In the presence of SNP (NO donor), it is found that Oregano and Sage oils have no immediate effect on protozoan growth, while they protect normal cell morphology. Protozoan growth retardation can result from excessive NO production that can induce a reversible (or irreversible) modification of cellular proteins (Wink and Mitchell, 1998; Zou et al., 1999). NO-induced stress inhibits several enzymes essential for metabolism, including the specific activity of GAPDH by S-nitrosylation correlated with a significant decrease in the growth of protozoan Tetrahymena thermophila (Errafiy et al., 2013). For this purpose, we can deduce from these parameters that both oils have a protective effect against the toxic effects of reactive species. The slow growth of protozoa is due to the regulation of nitric oxide-induced cell metabolism.

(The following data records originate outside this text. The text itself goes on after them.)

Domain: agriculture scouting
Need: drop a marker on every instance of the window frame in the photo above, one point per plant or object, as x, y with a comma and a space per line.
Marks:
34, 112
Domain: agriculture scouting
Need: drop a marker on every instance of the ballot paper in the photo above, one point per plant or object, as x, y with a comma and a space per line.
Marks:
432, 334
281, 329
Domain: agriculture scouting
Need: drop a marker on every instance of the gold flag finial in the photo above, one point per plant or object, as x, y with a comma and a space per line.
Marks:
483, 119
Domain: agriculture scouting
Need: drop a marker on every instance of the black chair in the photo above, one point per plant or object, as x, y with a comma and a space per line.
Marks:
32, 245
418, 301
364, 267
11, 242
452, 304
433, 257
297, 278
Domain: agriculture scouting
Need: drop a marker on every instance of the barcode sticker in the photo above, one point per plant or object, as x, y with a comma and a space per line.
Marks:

An improvement in protozoan growth was observed after two weeks of culture (results not shown).
By comparing the effect of both oils on the morphology and growth of protozoa in the presence of stressors, we can deduce that sage oil has a higher protective effect than oil of oregano. Similar results have reported that the phenolic extracts of sage (Salvia officinalis and Salvia fructicosa) have on average better antioxidant activity than those of oregano oil (Origanum onites and Origanum intercedens) (Pizzale et al., 2002).
5 Conclusion
Oxidative stress causes significant cellular damage and is the object of ideal antioxidant supplements research for combating this phenomenon. Our study conducted on the Tetrahymena cell model shows that oxidative stress has negative consequences on growth, shape and cell density. The application of essential oils showed a protection of the cells against the oxidative stress induced by hydrogen peroxide in the short-term, by the sodium nitroprusside in the long term. Therefore, the use of these natural compounds may have a beneficial effect in higher organisms and contribute to the prevention of chronic diseases related to oxidative stress.